In trying to reconstruct something of the life Nur Jahan might have led, especially in the period before she entered Jahangir’s zenana, the biographer faces great difficulties on account of the paucity of direct information. To fill these gaps, Lal uses texts that tell us about the social background of Nur Jahan’s family, offering us some idea of the kind of upbringing a young daughter of Iranian emigrés in India might have had. The stories she was told as a child, her education, and the code of conduct that would have been expected of her as a girl are all extrapolated from historical studies of literary material and prevalent social norms.

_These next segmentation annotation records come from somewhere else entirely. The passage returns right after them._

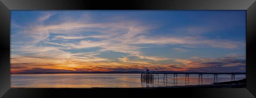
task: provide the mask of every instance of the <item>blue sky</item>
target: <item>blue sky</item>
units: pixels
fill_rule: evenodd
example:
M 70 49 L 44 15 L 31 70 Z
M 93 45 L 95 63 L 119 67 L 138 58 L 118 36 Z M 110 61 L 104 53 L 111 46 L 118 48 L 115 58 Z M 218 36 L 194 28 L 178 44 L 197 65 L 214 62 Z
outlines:
M 245 72 L 245 20 L 243 10 L 12 11 L 11 71 Z

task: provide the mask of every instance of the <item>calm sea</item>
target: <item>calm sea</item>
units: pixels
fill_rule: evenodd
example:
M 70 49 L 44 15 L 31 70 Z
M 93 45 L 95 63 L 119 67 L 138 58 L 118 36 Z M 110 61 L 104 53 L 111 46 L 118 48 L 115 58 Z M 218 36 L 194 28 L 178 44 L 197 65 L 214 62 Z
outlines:
M 168 74 L 167 80 L 163 80 L 163 74 L 159 74 L 159 79 L 147 82 L 141 81 L 140 74 L 11 74 L 11 76 L 12 87 L 141 87 L 198 84 L 197 74 L 190 74 L 189 81 L 186 82 L 185 74 L 178 74 L 177 81 L 173 80 L 173 74 Z M 204 74 L 202 78 L 202 84 L 213 82 L 213 75 Z M 235 79 L 245 78 L 245 75 L 237 75 Z M 218 76 L 218 82 L 231 80 L 229 75 Z

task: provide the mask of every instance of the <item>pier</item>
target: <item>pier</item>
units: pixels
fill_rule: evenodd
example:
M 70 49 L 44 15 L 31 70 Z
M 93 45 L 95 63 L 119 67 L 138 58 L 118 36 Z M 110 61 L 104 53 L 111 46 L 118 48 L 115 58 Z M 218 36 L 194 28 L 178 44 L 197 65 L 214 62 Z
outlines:
M 167 81 L 167 75 L 173 75 L 173 82 L 176 85 L 178 82 L 177 74 L 184 74 L 185 77 L 186 85 L 189 85 L 189 75 L 198 74 L 198 84 L 203 84 L 202 76 L 204 74 L 212 74 L 213 77 L 213 83 L 218 82 L 218 76 L 222 74 L 228 74 L 231 76 L 231 81 L 235 81 L 235 76 L 237 74 L 246 74 L 246 73 L 201 73 L 201 72 L 173 72 L 173 73 L 155 73 L 154 72 L 150 72 L 148 69 L 147 69 L 145 72 L 143 72 L 141 73 L 141 79 L 142 81 L 146 81 L 147 80 L 152 80 L 159 79 L 159 75 L 163 75 L 164 81 Z

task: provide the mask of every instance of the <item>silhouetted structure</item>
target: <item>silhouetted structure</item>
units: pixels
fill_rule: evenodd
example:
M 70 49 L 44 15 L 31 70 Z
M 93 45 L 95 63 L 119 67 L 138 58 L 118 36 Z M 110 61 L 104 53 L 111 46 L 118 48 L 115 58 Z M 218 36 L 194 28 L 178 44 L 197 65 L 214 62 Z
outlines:
M 202 73 L 199 73 L 198 75 L 198 85 L 202 85 L 203 84 L 203 78 L 202 74 Z

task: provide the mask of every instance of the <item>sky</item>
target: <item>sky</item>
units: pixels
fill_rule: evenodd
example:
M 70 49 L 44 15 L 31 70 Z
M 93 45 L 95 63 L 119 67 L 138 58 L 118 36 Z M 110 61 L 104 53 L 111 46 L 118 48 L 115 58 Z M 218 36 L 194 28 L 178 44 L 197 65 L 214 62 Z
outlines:
M 11 12 L 11 73 L 245 72 L 245 10 Z

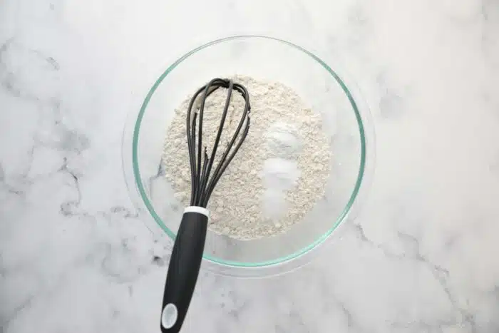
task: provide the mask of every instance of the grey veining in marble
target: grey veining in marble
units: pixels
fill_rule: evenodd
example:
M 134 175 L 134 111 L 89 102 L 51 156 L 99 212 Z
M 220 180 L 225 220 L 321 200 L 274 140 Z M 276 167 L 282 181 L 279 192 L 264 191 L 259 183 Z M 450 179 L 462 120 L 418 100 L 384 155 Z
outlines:
M 309 266 L 203 272 L 184 331 L 499 332 L 497 0 L 0 1 L 0 332 L 158 332 L 168 253 L 128 198 L 123 124 L 179 55 L 240 33 L 342 59 L 376 175 Z

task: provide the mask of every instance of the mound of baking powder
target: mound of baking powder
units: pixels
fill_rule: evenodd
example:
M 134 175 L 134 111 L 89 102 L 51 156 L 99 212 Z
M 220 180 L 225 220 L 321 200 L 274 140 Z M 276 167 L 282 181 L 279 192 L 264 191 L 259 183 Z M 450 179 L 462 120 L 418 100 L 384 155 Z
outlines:
M 247 76 L 233 80 L 250 93 L 251 125 L 210 199 L 209 228 L 240 240 L 272 236 L 300 222 L 324 197 L 330 171 L 329 139 L 322 130 L 320 116 L 307 108 L 290 88 Z M 190 198 L 185 116 L 191 97 L 175 111 L 163 158 L 175 200 L 185 206 Z M 219 88 L 205 104 L 203 145 L 208 153 L 226 98 L 227 90 Z M 214 165 L 232 138 L 244 106 L 242 97 L 234 91 Z

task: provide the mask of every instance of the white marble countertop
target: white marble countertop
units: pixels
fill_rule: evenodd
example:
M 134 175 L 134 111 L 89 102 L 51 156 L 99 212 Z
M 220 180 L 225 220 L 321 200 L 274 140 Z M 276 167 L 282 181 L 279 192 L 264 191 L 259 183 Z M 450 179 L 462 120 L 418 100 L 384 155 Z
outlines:
M 495 0 L 0 1 L 0 332 L 159 332 L 168 254 L 128 198 L 123 124 L 173 60 L 239 33 L 346 60 L 376 175 L 329 255 L 203 272 L 183 332 L 499 332 Z

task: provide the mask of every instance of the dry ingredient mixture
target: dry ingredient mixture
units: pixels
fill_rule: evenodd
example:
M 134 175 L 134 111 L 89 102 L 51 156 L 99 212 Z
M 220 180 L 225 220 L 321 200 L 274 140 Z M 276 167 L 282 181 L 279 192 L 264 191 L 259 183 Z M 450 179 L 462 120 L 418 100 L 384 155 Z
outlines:
M 329 139 L 320 115 L 307 108 L 290 88 L 278 82 L 236 76 L 250 93 L 251 125 L 242 146 L 208 202 L 210 230 L 239 240 L 268 237 L 300 222 L 324 195 L 329 175 Z M 219 88 L 206 100 L 203 145 L 212 148 L 227 98 Z M 175 111 L 165 141 L 163 163 L 175 199 L 190 198 L 185 117 L 192 96 Z M 240 122 L 245 101 L 232 93 L 219 152 Z M 221 155 L 221 154 L 220 154 Z M 215 155 L 214 168 L 220 155 Z

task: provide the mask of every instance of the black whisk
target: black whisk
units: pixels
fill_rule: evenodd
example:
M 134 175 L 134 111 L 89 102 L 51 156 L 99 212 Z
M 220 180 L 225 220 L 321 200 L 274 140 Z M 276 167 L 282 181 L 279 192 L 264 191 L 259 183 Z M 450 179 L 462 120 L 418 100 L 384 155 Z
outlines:
M 208 156 L 206 146 L 202 145 L 205 102 L 210 95 L 220 87 L 227 89 L 227 96 L 212 153 Z M 234 90 L 240 93 L 245 99 L 245 108 L 239 125 L 232 139 L 225 146 L 212 174 Z M 196 106 L 192 110 L 195 103 Z M 178 332 L 185 318 L 205 248 L 208 225 L 208 210 L 206 206 L 217 183 L 247 135 L 250 110 L 250 96 L 246 88 L 241 84 L 233 83 L 232 80 L 222 78 L 214 78 L 206 86 L 201 87 L 194 94 L 189 103 L 186 123 L 190 162 L 190 205 L 184 210 L 170 259 L 161 314 L 160 326 L 163 333 Z

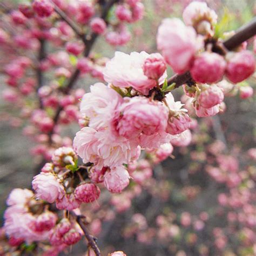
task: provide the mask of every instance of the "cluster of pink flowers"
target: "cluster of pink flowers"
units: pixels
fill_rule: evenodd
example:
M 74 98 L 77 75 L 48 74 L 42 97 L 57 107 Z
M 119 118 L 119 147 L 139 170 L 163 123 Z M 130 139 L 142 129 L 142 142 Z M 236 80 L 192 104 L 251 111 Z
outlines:
M 243 49 L 224 56 L 212 52 L 205 40 L 214 35 L 217 18 L 215 12 L 206 3 L 192 2 L 183 12 L 185 24 L 176 18 L 162 22 L 157 38 L 158 49 L 175 72 L 182 73 L 190 70 L 197 83 L 217 83 L 224 75 L 232 83 L 242 82 L 254 72 L 253 54 Z M 207 51 L 201 53 L 204 40 Z
M 52 212 L 34 215 L 31 209 L 36 208 L 38 203 L 33 197 L 30 190 L 15 188 L 6 200 L 9 207 L 4 213 L 4 227 L 14 246 L 24 241 L 47 240 L 56 224 L 57 215 Z

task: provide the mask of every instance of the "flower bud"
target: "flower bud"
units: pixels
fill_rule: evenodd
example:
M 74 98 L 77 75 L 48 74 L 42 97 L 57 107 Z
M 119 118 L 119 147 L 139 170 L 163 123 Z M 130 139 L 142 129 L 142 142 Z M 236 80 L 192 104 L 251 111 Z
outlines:
M 55 226 L 57 219 L 56 214 L 53 212 L 44 212 L 37 217 L 33 229 L 38 232 L 51 230 Z
M 75 165 L 77 159 L 73 149 L 68 147 L 59 147 L 53 153 L 52 157 L 52 163 L 58 166 L 65 167 L 66 165 Z
M 32 4 L 33 9 L 39 17 L 49 17 L 53 11 L 53 6 L 49 0 L 35 0 Z
M 166 65 L 160 53 L 152 53 L 145 60 L 143 69 L 144 75 L 149 79 L 156 80 L 164 75 Z
M 104 185 L 112 193 L 120 193 L 130 183 L 130 175 L 124 166 L 113 168 L 104 176 Z
M 84 203 L 92 203 L 99 198 L 100 190 L 95 184 L 86 183 L 77 187 L 74 193 L 77 199 Z
M 205 52 L 196 58 L 190 72 L 196 82 L 211 84 L 223 78 L 226 65 L 223 57 Z
M 254 57 L 250 51 L 231 53 L 227 58 L 228 63 L 225 75 L 232 83 L 235 84 L 242 82 L 254 73 Z
M 222 90 L 216 85 L 213 85 L 206 90 L 203 89 L 198 98 L 198 104 L 205 109 L 210 109 L 220 104 L 224 99 Z
M 241 86 L 239 87 L 240 97 L 245 99 L 253 95 L 253 89 L 251 86 Z
M 71 230 L 63 237 L 63 241 L 67 245 L 76 244 L 81 239 L 82 235 L 75 230 Z

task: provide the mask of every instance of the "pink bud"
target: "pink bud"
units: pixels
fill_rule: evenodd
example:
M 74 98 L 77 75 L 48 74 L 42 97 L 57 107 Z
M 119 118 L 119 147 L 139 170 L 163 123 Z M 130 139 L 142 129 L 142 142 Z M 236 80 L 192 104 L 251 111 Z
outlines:
M 223 57 L 205 52 L 196 58 L 190 72 L 196 82 L 211 84 L 222 78 L 226 65 Z
M 253 95 L 253 89 L 251 86 L 241 86 L 239 87 L 240 97 L 245 99 Z
M 71 224 L 68 219 L 62 219 L 57 225 L 56 233 L 59 237 L 63 237 L 71 229 Z
M 84 203 L 92 203 L 99 198 L 100 190 L 95 184 L 86 183 L 77 187 L 74 193 L 77 199 Z
M 120 193 L 130 183 L 130 176 L 123 167 L 113 168 L 104 176 L 104 185 L 108 190 L 112 193 Z
M 255 70 L 253 54 L 244 50 L 231 53 L 226 69 L 226 76 L 234 83 L 239 83 L 251 76 Z
M 198 98 L 199 104 L 205 109 L 210 109 L 217 104 L 220 104 L 224 99 L 224 94 L 222 90 L 213 85 L 200 93 Z
M 53 6 L 49 0 L 35 0 L 32 6 L 39 17 L 49 17 L 53 11 Z
M 106 29 L 106 24 L 104 20 L 98 17 L 94 18 L 90 23 L 91 29 L 96 33 L 102 35 Z
M 168 120 L 166 132 L 172 135 L 180 134 L 190 127 L 191 119 L 186 113 L 171 116 Z
M 160 53 L 152 53 L 145 60 L 143 69 L 145 76 L 156 80 L 163 76 L 166 70 L 166 65 Z
M 30 5 L 22 4 L 19 6 L 19 10 L 26 18 L 30 18 L 33 17 L 35 13 Z
M 55 226 L 57 219 L 56 214 L 53 212 L 44 212 L 36 219 L 33 230 L 38 232 L 51 230 Z
M 198 105 L 196 107 L 196 113 L 198 117 L 206 117 L 215 116 L 219 113 L 219 105 L 215 105 L 208 109 L 205 109 L 200 105 Z
M 68 245 L 74 245 L 80 240 L 81 237 L 81 234 L 77 231 L 71 230 L 64 235 L 63 241 Z

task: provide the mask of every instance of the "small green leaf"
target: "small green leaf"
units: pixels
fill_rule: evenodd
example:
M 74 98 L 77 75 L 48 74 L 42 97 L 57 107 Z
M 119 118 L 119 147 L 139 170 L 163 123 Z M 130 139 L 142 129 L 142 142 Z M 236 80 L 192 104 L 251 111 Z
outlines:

This is a technique that undoubtedly does much to ‘bring history alive’ for a general readership, as we get insights into the Mughal-era way of life, language, food, social and religious customs. It does nevertheless have its limitations. Nur Jahan spent the years after her first marriage in Bengal. The birth of her daughter during that sojourn is described thus: ‘[N]ew traditions from Bengal would accompany Ladli’s birth. Women in the mansion and from the neighbourhood would light a fire with straws taken from thatching and make an offering to Shashthi, the goddess of children….’ And of Ladli’s childhood, it is said, she would listen to ‘songs in Bengali, her twin first language along with Persian-Hindavi. Her parents would teach her to speak in both tongues with gentility and restraint.’ One wonders at the validity of such extrapolations and whether at this point the book might be moving from history to a more creative genre.
The details of the latter part of Nur Jahan’s life are less problematic. What the author effectively does is to analyse the events of Nur Jahan’s life: the death of her first husband, her marriage to Jahangir, her rapid rise to a de facto joint ruler, her astute political manouevres to sustain her own power and of those close to her, and ultimately her inability to hold on to authority without a male sovereign through whom she could act.
Empress is the story of the life of a remarkable woman and her times, put across in a narrative that is sympathetic without being sentimental. It is an example of the closest we can probably get to recreating the lives of elusive female figures in our history.